When you run into a problem, a bug in your code, how do you try to fix it?
Do you try to debug the problem, in order to figure out what the root cause is? Do you use tools like debuggers, loggers or code inspections, in order to better understand where and what is causing the problem, and then carefully analyze the best way to fix it?
Or do you make random changes to random parts of your code, see if that fixes anything, and repeat the above loop over and over again until things start working?
I like to call the latter approach “Evolutionary Programming“. Comparing this style of programming to evolution is probably giving it too much credit, but it’s actually a pretty apt analogy. Evolution, through random mutation and natural selection, is the polar opposite of Intelligent Design. Evolution has no sense of analysis, design or intelligence. It simply mutates random portions of your code (DNA), keeps the changes that “made things better,” discards the rest, and keeps looping through this forever until it gets to something successful.
Such an evolutionary approach is already being used in specific subdomains, such as Machine Learning and AI development. Maybe one day, someone will figure out how to make the evolutionary approach work in mainstream Java programming as well. However, that day is certainly not today. If you’re a programmer and your personal approach to fixing bugs is to rely on the Evolutionary Method, don’t. You’re doing something very very wrong.
“But evolution works” you may argue. “If it can produce something as complex as human beings, why not use that same method in my daily programming?” Well, consider this:
- It took evolution a billion years to accomplish what software developers were able to accomplish in decades. That’s a 10000000x difference in development velocity.
- The end-product of evolution is something so complex, that no human mind can understand it. Consider the millennia that men have spent studying biology & medicine, and we’ve only just started to scratch the surface in the past century.
- The systems produced by evolution are so interconnected and tightly coupled, that it’s impossible to fix one problem with introducing 100 others. If you need proof of this, look at the list of side-effects that accompany any medical drug.
I bring up this topic, because I just witnessed it first hand during an interview with an undoubtedly bright candidate. After 40 minutes of building a complex data-structure, it came time to test his creation. He knocked a few easy bugs out of the way in the first few iterations, but hit a brick wall on a more complicated bug.
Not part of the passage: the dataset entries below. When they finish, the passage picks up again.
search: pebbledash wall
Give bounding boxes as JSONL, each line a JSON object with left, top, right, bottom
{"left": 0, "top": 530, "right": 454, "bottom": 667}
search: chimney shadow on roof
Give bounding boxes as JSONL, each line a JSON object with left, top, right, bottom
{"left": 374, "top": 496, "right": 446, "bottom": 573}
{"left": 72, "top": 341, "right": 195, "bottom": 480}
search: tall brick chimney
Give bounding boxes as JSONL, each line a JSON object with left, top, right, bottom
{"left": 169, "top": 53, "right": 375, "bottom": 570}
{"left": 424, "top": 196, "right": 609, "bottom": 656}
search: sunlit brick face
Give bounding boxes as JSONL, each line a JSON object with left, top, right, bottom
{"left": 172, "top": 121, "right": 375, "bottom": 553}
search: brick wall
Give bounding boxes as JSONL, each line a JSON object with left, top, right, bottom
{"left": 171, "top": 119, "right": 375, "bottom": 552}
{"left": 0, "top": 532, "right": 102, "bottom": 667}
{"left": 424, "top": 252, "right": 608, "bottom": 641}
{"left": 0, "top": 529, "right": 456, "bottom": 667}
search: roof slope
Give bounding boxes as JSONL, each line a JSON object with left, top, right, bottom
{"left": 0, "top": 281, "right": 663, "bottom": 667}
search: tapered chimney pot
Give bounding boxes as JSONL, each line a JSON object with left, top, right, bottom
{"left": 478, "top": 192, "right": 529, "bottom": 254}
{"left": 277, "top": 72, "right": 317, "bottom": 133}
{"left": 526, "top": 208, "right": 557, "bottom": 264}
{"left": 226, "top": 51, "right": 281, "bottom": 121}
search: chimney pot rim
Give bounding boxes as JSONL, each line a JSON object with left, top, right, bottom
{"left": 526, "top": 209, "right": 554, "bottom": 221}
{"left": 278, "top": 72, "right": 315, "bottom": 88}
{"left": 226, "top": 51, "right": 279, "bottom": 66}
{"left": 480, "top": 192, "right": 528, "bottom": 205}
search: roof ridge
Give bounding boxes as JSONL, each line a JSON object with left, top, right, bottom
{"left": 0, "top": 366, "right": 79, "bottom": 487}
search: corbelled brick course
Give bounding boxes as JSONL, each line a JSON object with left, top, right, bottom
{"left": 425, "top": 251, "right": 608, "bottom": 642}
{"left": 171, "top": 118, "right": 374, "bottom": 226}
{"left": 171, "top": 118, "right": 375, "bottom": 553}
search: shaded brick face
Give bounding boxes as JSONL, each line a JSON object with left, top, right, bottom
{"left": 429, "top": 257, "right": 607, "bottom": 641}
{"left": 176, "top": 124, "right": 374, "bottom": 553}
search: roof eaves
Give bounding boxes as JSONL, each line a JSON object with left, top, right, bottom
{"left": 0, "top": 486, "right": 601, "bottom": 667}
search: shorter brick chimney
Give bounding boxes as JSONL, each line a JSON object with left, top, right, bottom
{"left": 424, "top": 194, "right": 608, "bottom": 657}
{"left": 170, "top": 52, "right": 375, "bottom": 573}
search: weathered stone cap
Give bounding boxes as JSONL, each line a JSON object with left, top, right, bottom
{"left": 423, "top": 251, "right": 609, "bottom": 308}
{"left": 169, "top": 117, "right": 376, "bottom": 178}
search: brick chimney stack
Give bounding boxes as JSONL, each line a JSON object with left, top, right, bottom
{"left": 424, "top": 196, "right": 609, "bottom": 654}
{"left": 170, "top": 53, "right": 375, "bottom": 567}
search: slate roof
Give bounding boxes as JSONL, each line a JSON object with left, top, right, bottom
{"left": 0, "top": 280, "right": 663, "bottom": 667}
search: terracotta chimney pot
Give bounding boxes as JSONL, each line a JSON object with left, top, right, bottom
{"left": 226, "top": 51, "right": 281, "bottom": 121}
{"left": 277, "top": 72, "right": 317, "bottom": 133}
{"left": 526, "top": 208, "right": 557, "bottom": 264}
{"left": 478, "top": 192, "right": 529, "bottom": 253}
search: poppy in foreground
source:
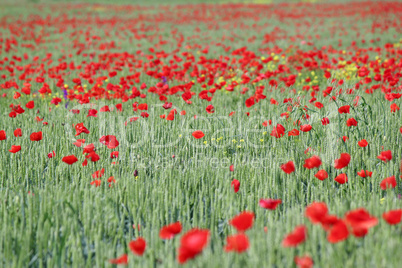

Instead of digging deeper into the code in order to understand what it was doing, or using the debug tools in order to narrow down the specific code-block which was showing buggy behavior, he decided to fork off an evolutionary branch. He started mutating random parts of his code, and rerunning, just to see if that somehow fixed things. After 15 minutes without any progress whatsoever, he gave up and was even more confused than when he started.
A short while later, when trying to debug his code myself, I realized that he actually had a typo in his test-input. Turns out his code was right all along. But by focusing all his efforts on fixing a non-existent bug, instead of trying to understand the real cause of the error, he ended up getting further and further away from the solution with each step.
If you’re somebody with no aptitude whatsoever for analyzing systems, the evolutionary approach might be your best remaining option. But if your intellectual capacity is indeed lacking so significantly, you really should reconsider your career choice. A different profession, such as politics, might be more up your alley. Maybe one day, someone will build an AI that is capable of developing software using an evolutionary approach. Such a system may actually be successful, because computers can be massively scaled out and parallelized. Unfortunately, the same cannot be said of your labor.
The next time you hit a problem, don’t just make random changes until something somehow starts working. Such an approach may work in the ultra-short-term, but it’s only going to produce spaghetti code that no one else will be able to understand, reuse or improve upon. You’re not a force of nature, nor are you a robot. Leave evolution to the science textbooks and start practicing some intelligent design.